Alfredo Romeo è un imprenditore potente, navigato, che fa offerte molto mirate ad ogni interlocutore e che come risulta dall’ordinanza di custodia cautelare “parla sempre di soldi e di appalti”, molto abile nel barcamenarsi con ottimi risultati e in presenza di qualsiasi governo con referenti politici di ogni provenienza, da Claudio Velardi, già testa d’uovo di D’Alema a palazzo Chigi, a Italo Bocchino ex pupillo di Gianfranco Fini.

Intanto a poche ore di distanza dal silenzio denso di messaggi di Alfredo Romeo, la difesa di Tiziano Renzi che, secondo i pm insieme all’amico Carlo Russo sfruttando le relazioni intessute con l’a.d. Marroni in forza del suo cognome “si faceva promettere indebitamente da Romeo utilità a contenuto economico”, vuole sentire come testimone l’uomo a capo della Consip all’interno delle indagini difensive.

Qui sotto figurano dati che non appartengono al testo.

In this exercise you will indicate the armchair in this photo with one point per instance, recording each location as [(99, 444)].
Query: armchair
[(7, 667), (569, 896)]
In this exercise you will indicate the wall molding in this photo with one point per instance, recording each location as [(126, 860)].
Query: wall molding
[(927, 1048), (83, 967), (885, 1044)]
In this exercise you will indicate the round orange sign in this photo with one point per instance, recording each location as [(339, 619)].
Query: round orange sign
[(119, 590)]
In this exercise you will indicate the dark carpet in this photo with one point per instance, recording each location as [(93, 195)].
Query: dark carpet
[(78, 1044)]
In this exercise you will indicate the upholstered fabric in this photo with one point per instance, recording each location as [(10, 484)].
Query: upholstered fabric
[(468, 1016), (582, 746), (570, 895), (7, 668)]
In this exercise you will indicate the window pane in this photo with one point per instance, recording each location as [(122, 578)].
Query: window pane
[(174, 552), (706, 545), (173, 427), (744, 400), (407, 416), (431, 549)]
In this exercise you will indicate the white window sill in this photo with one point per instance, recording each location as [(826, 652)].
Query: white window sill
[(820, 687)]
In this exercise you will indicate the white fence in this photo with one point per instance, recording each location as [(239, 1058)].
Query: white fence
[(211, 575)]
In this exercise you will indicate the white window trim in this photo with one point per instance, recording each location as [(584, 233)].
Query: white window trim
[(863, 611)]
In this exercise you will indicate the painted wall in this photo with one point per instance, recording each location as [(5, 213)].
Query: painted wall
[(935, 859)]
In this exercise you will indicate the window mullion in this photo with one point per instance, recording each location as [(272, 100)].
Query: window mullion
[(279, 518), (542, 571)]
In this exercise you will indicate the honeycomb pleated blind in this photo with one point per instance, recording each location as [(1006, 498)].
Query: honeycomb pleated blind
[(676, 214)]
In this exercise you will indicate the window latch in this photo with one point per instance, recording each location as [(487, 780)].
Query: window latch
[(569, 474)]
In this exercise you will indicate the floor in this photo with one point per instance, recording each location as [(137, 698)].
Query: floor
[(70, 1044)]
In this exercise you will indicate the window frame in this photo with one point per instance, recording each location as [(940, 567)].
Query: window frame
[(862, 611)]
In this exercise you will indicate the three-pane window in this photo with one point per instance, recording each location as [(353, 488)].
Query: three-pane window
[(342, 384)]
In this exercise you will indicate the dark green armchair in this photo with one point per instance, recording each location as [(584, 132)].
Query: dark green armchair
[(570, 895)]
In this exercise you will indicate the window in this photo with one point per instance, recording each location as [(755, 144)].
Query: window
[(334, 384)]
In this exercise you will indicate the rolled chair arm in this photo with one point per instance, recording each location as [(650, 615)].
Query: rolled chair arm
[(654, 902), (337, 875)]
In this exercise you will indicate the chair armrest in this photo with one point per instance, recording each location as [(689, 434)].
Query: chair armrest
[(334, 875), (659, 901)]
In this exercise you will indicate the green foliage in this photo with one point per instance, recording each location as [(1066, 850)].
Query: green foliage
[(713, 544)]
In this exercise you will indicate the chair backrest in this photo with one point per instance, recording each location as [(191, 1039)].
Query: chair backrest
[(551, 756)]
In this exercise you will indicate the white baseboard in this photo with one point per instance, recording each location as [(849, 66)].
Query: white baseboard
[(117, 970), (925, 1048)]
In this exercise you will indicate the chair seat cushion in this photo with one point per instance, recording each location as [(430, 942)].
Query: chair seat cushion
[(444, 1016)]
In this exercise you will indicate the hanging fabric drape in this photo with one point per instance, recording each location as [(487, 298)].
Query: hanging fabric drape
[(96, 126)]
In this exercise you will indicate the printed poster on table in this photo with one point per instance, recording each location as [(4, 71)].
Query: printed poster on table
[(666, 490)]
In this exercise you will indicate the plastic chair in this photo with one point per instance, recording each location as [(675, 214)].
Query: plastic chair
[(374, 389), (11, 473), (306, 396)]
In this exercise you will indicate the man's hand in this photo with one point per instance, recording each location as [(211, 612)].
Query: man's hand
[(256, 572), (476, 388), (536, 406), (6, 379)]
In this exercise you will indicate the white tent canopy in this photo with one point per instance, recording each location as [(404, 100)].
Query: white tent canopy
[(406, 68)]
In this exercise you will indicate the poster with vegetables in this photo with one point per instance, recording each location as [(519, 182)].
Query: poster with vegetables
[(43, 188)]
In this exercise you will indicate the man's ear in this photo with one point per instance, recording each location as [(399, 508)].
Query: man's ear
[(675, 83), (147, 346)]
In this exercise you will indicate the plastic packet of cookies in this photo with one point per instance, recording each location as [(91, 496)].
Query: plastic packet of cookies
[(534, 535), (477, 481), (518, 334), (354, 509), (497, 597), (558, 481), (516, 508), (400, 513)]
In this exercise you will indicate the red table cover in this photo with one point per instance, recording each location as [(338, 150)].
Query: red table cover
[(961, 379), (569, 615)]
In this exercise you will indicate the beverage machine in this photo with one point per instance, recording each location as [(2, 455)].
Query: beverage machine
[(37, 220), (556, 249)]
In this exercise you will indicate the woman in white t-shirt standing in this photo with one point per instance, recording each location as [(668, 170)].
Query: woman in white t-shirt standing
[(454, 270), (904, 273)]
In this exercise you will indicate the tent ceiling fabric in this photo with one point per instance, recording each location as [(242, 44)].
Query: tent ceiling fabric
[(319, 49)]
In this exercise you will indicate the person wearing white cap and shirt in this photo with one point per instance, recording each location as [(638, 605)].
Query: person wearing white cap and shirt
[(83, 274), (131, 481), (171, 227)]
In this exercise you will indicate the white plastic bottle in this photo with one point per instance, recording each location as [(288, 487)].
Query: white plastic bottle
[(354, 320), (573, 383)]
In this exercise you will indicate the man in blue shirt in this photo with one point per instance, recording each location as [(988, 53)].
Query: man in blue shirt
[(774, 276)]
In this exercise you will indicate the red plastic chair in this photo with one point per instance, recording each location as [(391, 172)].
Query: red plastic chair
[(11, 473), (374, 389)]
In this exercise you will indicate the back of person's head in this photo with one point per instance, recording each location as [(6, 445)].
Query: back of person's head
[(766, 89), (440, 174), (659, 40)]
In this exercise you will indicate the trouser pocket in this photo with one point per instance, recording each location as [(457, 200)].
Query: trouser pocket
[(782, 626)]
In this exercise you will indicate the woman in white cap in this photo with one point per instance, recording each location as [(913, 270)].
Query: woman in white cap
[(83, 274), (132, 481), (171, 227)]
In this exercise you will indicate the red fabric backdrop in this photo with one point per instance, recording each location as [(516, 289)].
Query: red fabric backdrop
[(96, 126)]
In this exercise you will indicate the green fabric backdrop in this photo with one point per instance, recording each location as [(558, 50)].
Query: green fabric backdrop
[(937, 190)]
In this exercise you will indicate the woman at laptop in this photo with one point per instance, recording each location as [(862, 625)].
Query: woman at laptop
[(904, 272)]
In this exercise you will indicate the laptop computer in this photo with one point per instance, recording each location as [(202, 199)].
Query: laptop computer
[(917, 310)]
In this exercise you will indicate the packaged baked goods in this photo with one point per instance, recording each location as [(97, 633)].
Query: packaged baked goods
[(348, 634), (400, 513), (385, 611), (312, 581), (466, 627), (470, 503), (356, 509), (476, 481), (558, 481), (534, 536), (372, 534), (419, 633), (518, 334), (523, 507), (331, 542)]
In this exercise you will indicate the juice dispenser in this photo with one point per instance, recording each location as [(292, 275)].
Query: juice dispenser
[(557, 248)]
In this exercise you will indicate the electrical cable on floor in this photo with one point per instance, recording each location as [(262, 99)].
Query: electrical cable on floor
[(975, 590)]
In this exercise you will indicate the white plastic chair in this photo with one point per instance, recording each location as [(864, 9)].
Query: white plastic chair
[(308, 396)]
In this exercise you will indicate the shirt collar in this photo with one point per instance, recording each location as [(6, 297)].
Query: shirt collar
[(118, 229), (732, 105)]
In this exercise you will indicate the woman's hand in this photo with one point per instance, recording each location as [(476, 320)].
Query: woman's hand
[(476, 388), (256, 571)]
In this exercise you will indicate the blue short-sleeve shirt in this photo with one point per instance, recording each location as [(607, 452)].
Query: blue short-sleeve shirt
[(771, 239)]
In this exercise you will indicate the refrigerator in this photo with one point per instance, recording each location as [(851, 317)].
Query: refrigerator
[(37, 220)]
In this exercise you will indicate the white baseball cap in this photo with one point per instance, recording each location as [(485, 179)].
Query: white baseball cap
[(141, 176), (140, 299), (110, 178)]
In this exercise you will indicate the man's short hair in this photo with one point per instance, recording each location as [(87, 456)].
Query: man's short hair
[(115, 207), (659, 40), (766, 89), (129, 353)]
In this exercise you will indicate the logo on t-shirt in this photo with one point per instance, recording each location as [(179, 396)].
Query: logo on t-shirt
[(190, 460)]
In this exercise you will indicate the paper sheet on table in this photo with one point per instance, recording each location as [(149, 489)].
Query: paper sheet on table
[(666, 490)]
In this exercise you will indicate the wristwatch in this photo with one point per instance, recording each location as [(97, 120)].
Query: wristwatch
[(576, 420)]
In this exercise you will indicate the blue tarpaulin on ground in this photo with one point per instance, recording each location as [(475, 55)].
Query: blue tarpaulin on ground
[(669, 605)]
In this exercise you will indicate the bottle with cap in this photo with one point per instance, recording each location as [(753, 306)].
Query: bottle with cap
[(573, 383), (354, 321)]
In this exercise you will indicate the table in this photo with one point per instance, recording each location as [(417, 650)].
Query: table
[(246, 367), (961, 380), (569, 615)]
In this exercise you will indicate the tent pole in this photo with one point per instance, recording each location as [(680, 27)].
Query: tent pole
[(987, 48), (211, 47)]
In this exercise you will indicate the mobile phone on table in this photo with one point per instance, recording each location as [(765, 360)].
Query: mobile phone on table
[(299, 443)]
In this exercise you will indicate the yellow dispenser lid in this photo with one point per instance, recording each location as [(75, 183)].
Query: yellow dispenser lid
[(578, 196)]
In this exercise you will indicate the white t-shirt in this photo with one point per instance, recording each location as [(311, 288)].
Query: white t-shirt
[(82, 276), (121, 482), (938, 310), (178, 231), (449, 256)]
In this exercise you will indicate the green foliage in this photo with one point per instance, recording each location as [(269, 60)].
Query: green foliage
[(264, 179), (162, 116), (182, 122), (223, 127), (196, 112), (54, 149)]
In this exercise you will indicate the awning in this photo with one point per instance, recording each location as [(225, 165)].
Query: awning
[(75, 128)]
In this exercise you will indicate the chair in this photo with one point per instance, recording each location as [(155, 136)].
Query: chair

Lo scopo della richiesta è scontato: incunearsi nella contraddizione di un testimone cruciale riguardo l’accusa non piccola di rivelazione di segreto e favoreggiamento per il ministro, amico e braccio destro di Matteo Renzi Luca Lotti e per il generale Emanuele Saltalamacchia ma rilevante anche per quella a Renzi senior, che rimane saldamente al suo posto, riconfermato dal governo fotocopia di Gentiloni.

Il tentativo dei difensori di Renzi padre, che nell’interrogatorio di oltre tre ore aveva negato qualsiasi incontro con Marroni e ammesso un unico contatto con lui per avere la statua della Madonna di Medjugorje nell’ospedale pediatrico Meyer, di far ritrattare le dichiarazioni puntuali dell’ad Consip ai magistrati su soffiate, ricatti, pressioni, da parte dei compagnucci della parrocchietta renziana mira al cuore dell’inchiesta. Infatti se Marroni nella scomodissima posizione di testimone d’accusa messo a capo di un centro di potere senza eguali nella storia repubblicana dal figlio di uno degli accusati non confermasse le dichiarazioni rese ai pm, entrambi i filoni dell’inchiesta, sia quello sulla soffiata istituzionale che dall’inizio ha azzoppato le indagini sia quello centrale sul mega appalto da 2,7 miliardi su cui si sono concentrati gli appetiti e i traffici connessi potrebbero finire nel nulla.

Ed è facile immaginare il coro di sconcerto, riprovazione e delegittimazione della magistratura da parte di una politica allo stremo, sempre più cialtrona e sempre più incattivita con “certi magistrati”  tra cui, in primis, il “recidivo” Henry Woodcock su cui si è già concentrato preventivamente, come da copione, Vittori Sgarbi.     Al di là degli esiti giudiziari e delle conseguenze politiche questo intrigo di affarismo, di traffici, di pressioni, ricatti, soffiate all’ombra delle parrocchie toscane e nelle stanze del potere romano occupato per mille giorni da una brigata di quarantenni rampanti ed arroganti che volevano rottamare e rischiano di essere rottamati dai maneggi paterni è un’immagine di estrema decadenza, quasi una declinazione paesana del “se vogliamo che tutto rimanga come è bisogna che tutto cambi”.  

E se questo gattopardismo del fu Giglio Magico è meno pittoresco di quello descritto da Tomasi di Lampedusa Matteo Renzi non merita di essere paragonato all’affascinante arrampicatore Tancredi. In molti hanno giustamente osservato che dalla batosta del 4 dicembre non ha imparato nulla e che non è cambiato. Ma direi che con la spacconata demagogica ad 8 e mezzo sulla “pena raddoppiata per il padre”, il refrain penoso su Grillo “un pregiudicato che fonda un partito” ed il nervosismo per i 9 anni per Verdini “aspetto la domanda su Jack lo Squartatore”, ha dimostrato di essere rovinosamente peggiorato e avvitato su se stesso.